2015/02/04
大人の修学旅行2015 in 土佐の一本釣り(その3)
特急「宇和海5号」は定刻の9時30分に終点の宇和島駅に到着しました。松山発が8時08分ですから、松山~宇和島間の所要時間は1時間22分。新線の開通と高出力の2000系ディーゼル特急車両の導入で、随分と短くなったものです。宇和島は四国の南西部、愛媛県の南部(南予地方)に位置する都市で、南予地方の中心都市。宇和島伊達藩10万石。宇和島城を中心に発展した城下町です。元和元年(1615年)に伊達政宗の長男秀宗が遠く東北の仙台の地からここ宇和島に移封させられ、ここに伊達文化が花咲きました。ちなみに幕末の四賢侯として知られる伊達宗城(むねなり)は宇和島伊達家第8代藩主です。
JR宇和島駅はJR予讃線の終着駅であり、頭端式(行き止まり式)のホーム2面3線を持つ構造になっています。松山からの特急列車は全て改札口前の1番線からの発着。ホームが別の2番線と3番線は1番線よりもホームの長さが短く、普通列車専用となっています。その普通列車用の3番線ホームに次に私が乗るJR予土線のディーゼルカーがたった1両(鉄道用語で“単行”と言います)でポツンと停車していました。
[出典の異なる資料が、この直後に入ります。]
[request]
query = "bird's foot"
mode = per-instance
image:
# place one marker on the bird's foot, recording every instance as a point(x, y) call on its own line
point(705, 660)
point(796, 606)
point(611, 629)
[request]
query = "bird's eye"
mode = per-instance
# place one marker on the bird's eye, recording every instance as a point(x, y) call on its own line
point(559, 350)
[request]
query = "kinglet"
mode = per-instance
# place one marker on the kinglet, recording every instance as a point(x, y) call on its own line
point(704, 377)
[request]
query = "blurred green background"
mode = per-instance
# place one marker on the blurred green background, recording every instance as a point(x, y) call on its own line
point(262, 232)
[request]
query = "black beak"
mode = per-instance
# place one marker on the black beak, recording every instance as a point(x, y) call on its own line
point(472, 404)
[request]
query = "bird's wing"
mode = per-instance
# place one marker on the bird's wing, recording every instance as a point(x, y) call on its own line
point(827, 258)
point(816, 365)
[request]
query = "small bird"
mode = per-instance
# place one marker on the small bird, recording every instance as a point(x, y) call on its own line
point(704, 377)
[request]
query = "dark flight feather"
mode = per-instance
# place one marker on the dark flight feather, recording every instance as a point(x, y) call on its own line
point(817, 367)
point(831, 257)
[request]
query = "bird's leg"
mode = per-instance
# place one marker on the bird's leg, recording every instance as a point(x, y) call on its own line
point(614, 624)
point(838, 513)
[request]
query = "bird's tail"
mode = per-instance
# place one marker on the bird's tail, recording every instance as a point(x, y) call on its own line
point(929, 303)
予土線(よどせん)は、愛媛県宇和島市の北宇和島駅から高知県高岡郡四万十町の若井駅に至るJR四国のトーカル鉄道路線です。「予土線」という名称は伊予の国(愛媛県)の“予”と土佐の国(高知県)の“土”の字を合わせてもので、愛媛県と高知県を結ぶ唯一の鉄道路線です。高知県内では四万十川の上流部に沿って走る路線であることから、「しまんとグリーンライン」の愛称が与えられて、現在、観光路線として大いに売出し中の路線です。とは言え、走っているのは典型的な中山間地。人口の流出と住民の高齢化が激しい過疎の村々です。正式には予讃線の北宇和島駅と土讃線の若井駅とを結ぶ路線になっていますが、運行上は愛媛県側は宇和島駅、高知県側は窪川駅を起終点として列車が発着しています。宇和島~窪川間を直通する列車のほか、宇和島~江川崎・近永間などの区間運転の列車があり、1~3時間に1本の間隔で運行されています(なので、1本乗り過ごすと、あとが大変なんです)。
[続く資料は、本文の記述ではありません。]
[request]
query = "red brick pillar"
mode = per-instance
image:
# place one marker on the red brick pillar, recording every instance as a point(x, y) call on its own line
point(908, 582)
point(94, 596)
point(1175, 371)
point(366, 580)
過疎化が激しい区間を走るローカル路線ではありますが、高知県内は日本最後の清流と呼ばれる四万十川に沿って走るため、車窓の景色が素晴らしく、JR四国ではこの予土線を観光路線として大々的に売り出しを図っています。そこでJR四国が予土線の利用促進を図るため他に先駆けて導入したのがトロッコ列車。1984年夏に二軸無蓋貨車のトラ45000形を改造してトロッコ列車を製作し、運行を開始して以来、毎年春から秋にかけては「清流しまんと号」、「清涼しまんと」、「四万十トロッコ」、「しまんトロッコ」などの名称を付けて運行され続けています。
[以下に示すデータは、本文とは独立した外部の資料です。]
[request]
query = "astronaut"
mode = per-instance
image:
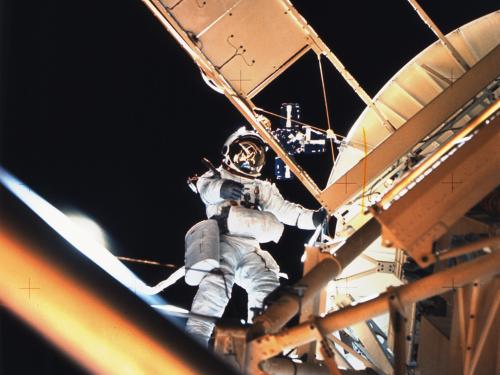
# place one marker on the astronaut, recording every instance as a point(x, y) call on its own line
point(248, 211)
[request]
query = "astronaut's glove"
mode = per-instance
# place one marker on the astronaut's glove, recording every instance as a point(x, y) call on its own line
point(319, 216)
point(231, 190)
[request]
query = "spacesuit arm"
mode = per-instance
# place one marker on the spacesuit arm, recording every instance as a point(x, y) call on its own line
point(209, 188)
point(287, 212)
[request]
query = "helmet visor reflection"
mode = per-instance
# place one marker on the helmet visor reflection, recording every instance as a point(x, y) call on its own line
point(247, 156)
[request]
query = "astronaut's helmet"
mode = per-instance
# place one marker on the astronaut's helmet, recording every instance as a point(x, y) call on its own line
point(245, 153)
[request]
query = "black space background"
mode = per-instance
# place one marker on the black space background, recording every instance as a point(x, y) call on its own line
point(103, 112)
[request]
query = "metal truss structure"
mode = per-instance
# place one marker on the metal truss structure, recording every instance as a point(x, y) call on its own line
point(407, 240)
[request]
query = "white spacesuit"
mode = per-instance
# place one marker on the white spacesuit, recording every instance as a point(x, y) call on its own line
point(249, 211)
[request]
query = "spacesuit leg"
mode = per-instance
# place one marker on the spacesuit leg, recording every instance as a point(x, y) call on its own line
point(258, 275)
point(213, 295)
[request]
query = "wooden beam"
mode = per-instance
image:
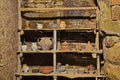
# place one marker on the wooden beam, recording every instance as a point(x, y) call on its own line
point(58, 8)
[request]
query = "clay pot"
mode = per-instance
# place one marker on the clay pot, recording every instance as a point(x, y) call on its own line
point(27, 24)
point(65, 46)
point(78, 46)
point(45, 43)
point(88, 46)
point(34, 46)
point(25, 68)
point(62, 25)
point(24, 47)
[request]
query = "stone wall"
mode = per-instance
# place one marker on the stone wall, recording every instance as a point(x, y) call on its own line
point(109, 20)
point(8, 39)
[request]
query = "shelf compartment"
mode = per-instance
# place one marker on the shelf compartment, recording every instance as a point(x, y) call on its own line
point(58, 8)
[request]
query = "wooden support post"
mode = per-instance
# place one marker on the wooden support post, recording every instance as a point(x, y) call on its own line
point(98, 65)
point(19, 64)
point(19, 15)
point(55, 46)
point(1, 65)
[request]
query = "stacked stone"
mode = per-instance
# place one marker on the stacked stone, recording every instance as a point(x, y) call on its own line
point(8, 39)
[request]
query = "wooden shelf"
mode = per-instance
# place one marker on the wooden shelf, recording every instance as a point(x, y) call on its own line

企画型の車両はトロッコ列車のほかにも「ホビートレイン」と呼ばれる車両もあります。その第一陣が「海洋堂ホビートレイン」。これは2011年6月に登場したキハ32形改造の車両で、株式会社海洋堂が高知県四万十町にオープンの『海洋堂ホビー館四万十』とコラボレーションしたものです。外観は赤や濃紺をベースに恐竜や動物の画像をラッピングで貼り付けたものとなっています。車内は一部の座席を撤去し、約500体にも及ぶ大小さまざまなフィギュアの展示スペースを設けています。
株式会社海洋堂はフィギュアや食玩等の各種模型を製作する会社で、造形物の精巧さや造形センスは世界屈指の水準を誇ることで有名な会社なんだそうです。創業社長の宮脇修氏が高知県幡多郡黒潮町の出身である関係で、2011年7月、高知県四万十町に、廃校舎を再利用したホビー博物館「海洋堂ホビー館四万十」を開館させています。この「海洋堂ホビートレイン」、当初は1年間ほどの運行予定であったのですが、人気が高いためか期間が延長され、しかも2013年7月にはリニューアルされ、以後も定期運用がなされています。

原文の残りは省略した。